From the Founder, Brian Mazza 9/15

Where You Sit Matters

Have you ever gone to a lunch or dinner for pleasure or for work where you sat next to someone and felt like your battery was either supercharged or completely drained by the time you left?

This weekend I experienced that at Michael Rubin’s Reform Alliance event in Atlantic City. Throughout the night I was navigating who I wanted to hang out with, for this very reason. In a room full of look at me, look at me, this was a tricky situation. It started off, on one side of me was someone who carried insane confidence. As we started really chatting I noticed this person had belief in themselves, belief in the room, and belief in their aura, and when I started to talk, belief in me. On the other side sat someone just as talented and accomplished on paper, but their energy was heavy with doubt, cynicism, and scarcity, and I couldn’t wait to escape that conversation.

By the end of the night, I walked out sharper, clearer, and more confident because of one person, and drained and second-guessing myself because of the other. Same dinner. Same food. Same night. The difference was proximity. Who I sat next to and chatted with throughout the night mattered.

During one of our HPLT Summits we had some really special doctors in the mix. One particularly discussed the notion of your nervous system borrows belief from the people around you. This is not motivational fluff. It is biology. Mirror neurons fire and wire you to the attitudes, behaviors, and energy of the people closest to you. Spend enough time around negativity and it stains your identity. Spend enough time around belief and it rewires your brain to see yourself differently.

Here is the hidden truth. Even high performers miss this. You can be running at full speed and still be looking through the wrong lens.

Think about being at the theater. If you are in the wrong row, the story is blurry. You can hear the dialogue, but you cannot see the play clearly. That is how most people live. Working hard, hustling, sprinting toward success, while sitting in the wrong row. Their lens is fogged because they are surrounded by people who normalize mediocrity or quietly clip their wings.

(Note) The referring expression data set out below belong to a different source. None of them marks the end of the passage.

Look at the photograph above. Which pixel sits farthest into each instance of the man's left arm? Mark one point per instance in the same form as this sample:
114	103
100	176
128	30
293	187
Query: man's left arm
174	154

The right row sharpens the picture. It puts the story in focus. Sit next to someone who refuses to let you stay average, who sees you not just for who you are today but for who you can become, and your nervous system begins to catch up to that identity.

This is not about motivation. Motivation fades. This is neural transmission. It is identity transference. It is your brain physically re-patterning itself based on proximity.

The Playbook

Audit Your Row Who are you sitting next to? Do they blur your vision or sharpen it?

Upgrade Your Lens If you are working hard but not seeing clearly, it may not be effort, it may be proximity.

Borrow Belief Until You Own It Surround yourself with someone who believes in you so relentlessly that their confidence transfers into your nervous system until it becomes your own.

Be the Lens for Others High performance is not only about what you borrow, it is also about what you give. Be the sharpened lens. Refuse to let the people around you settle for blurry vision.

Sit in the right row. Sit next to people who force you to see yourself clearly. That is when performance stops being a grind and starts becoming an identity.